She flushed quickly, and strode forward. It was, she knew, no

uncommon thing for the girls of her acquaintance to be "picked up," as they
called the process, by some fellow-townsman that had never been formally
presented to them; but the process was, as she also knew, one that lost its
propriety when extended to aliens.

The present alien was, nevertheless, not easily to be dismissed. He fell

into her gait, and walked facilely beside her.
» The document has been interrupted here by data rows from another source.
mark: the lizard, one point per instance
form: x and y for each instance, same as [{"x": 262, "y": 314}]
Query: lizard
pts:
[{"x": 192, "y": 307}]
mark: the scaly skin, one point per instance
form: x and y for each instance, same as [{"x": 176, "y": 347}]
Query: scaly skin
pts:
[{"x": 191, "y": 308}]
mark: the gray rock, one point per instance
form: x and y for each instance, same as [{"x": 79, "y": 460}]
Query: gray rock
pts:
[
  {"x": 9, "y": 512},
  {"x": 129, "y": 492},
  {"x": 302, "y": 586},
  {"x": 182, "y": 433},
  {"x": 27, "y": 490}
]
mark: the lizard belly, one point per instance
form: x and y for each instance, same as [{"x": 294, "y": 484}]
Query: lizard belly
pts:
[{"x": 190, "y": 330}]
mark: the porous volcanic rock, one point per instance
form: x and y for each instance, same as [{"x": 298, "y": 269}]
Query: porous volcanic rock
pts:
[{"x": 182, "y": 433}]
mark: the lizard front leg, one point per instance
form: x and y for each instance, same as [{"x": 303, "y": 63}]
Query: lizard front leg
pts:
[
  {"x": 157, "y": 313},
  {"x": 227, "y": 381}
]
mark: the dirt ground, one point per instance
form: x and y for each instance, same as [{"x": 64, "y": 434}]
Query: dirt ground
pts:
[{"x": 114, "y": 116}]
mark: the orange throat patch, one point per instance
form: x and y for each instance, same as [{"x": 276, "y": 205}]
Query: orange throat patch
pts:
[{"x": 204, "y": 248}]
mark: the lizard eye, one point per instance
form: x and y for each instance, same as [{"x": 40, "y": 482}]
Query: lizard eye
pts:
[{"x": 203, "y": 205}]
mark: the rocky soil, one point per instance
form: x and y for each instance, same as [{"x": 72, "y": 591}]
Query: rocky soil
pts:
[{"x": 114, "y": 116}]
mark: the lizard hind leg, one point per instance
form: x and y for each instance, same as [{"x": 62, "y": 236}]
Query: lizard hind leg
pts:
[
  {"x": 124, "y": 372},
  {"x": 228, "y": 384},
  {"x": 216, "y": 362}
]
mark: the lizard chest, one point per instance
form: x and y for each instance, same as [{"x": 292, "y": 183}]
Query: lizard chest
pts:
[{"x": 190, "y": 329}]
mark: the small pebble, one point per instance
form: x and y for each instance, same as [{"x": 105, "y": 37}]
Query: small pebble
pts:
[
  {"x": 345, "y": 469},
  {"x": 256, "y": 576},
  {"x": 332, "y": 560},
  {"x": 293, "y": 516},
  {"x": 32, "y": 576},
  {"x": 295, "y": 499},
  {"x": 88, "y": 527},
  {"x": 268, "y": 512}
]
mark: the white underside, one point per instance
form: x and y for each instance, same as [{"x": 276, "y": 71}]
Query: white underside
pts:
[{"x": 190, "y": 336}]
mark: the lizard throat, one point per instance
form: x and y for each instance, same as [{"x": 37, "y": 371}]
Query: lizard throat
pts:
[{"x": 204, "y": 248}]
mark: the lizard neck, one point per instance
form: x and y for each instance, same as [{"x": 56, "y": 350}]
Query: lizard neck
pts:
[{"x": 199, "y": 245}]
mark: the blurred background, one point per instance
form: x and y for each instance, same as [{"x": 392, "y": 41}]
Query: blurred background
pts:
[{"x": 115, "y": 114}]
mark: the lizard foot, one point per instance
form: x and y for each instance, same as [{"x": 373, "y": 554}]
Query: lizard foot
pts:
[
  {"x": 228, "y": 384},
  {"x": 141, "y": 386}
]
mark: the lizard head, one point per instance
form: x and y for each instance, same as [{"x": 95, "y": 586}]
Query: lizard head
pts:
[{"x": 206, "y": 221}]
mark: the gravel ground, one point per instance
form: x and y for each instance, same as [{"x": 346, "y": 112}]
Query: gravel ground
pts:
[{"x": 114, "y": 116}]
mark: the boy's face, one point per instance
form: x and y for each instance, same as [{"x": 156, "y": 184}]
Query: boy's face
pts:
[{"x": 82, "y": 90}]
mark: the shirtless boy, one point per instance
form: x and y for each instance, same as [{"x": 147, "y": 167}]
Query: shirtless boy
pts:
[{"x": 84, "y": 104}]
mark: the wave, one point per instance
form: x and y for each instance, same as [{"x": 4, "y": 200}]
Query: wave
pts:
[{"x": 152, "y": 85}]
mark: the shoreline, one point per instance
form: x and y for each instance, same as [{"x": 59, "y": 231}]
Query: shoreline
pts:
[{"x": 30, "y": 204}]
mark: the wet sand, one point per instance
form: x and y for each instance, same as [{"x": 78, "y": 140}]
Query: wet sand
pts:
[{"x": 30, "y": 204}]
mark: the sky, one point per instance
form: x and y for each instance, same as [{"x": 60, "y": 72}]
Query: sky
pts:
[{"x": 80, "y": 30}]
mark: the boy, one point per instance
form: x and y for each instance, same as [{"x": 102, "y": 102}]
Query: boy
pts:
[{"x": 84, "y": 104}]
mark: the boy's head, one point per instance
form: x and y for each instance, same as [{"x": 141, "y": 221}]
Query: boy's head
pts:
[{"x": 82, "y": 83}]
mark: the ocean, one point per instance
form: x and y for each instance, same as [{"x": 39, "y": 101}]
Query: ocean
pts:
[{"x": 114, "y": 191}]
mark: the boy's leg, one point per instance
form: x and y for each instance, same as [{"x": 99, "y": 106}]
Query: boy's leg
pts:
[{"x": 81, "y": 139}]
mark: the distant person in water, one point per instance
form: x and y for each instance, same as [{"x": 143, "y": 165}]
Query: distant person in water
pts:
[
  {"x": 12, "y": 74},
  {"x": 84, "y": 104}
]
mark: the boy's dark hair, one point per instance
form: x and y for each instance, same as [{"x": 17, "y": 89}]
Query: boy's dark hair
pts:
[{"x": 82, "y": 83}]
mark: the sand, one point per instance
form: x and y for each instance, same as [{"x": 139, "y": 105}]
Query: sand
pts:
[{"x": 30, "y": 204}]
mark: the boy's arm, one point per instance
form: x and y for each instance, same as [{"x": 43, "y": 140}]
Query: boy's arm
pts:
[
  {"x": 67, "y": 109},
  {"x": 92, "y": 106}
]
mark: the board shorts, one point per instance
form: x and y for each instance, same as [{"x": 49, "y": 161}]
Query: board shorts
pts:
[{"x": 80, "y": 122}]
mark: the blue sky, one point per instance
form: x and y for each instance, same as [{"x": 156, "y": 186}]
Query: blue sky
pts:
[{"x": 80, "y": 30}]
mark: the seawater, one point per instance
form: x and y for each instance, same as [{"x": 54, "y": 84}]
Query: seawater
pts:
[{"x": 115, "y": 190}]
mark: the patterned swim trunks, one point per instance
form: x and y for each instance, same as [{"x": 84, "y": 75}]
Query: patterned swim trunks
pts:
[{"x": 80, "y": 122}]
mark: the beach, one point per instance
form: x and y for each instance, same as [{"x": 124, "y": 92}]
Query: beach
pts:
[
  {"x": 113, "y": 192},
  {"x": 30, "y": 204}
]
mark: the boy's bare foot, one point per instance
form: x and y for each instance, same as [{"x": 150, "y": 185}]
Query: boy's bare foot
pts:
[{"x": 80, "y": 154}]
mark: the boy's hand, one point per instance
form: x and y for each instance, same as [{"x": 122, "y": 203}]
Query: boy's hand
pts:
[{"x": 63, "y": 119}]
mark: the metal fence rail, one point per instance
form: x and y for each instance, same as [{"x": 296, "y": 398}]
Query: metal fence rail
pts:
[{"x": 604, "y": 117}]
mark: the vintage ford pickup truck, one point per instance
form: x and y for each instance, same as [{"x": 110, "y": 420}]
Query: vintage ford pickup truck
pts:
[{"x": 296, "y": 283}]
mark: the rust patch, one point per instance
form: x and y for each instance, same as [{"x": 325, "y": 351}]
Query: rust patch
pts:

"I beg your pardon," he said in the humblest and most unobjectionable
tones. "I don't mean to be rude to you, honest, I don't. I'm a traveling-man,
you see——"

Mary was striding rapidly ahead, her full mouth now drawn firm, her
blue eyes fixed on the vanishing-point.

"I don't care what you are," she answered.

"All righd," he pleaded. "All I vant now is a chanc't to exblain. I've

chust started out traveling for my fader, who's a big distiller in N'York. I've
got to stay in this hole for a vhile, un' I'm not used to the beesness, un' I'm
lonesome, un' I only vondered if you vouldn't go vith me to a moving-
picture show, or something, this evening."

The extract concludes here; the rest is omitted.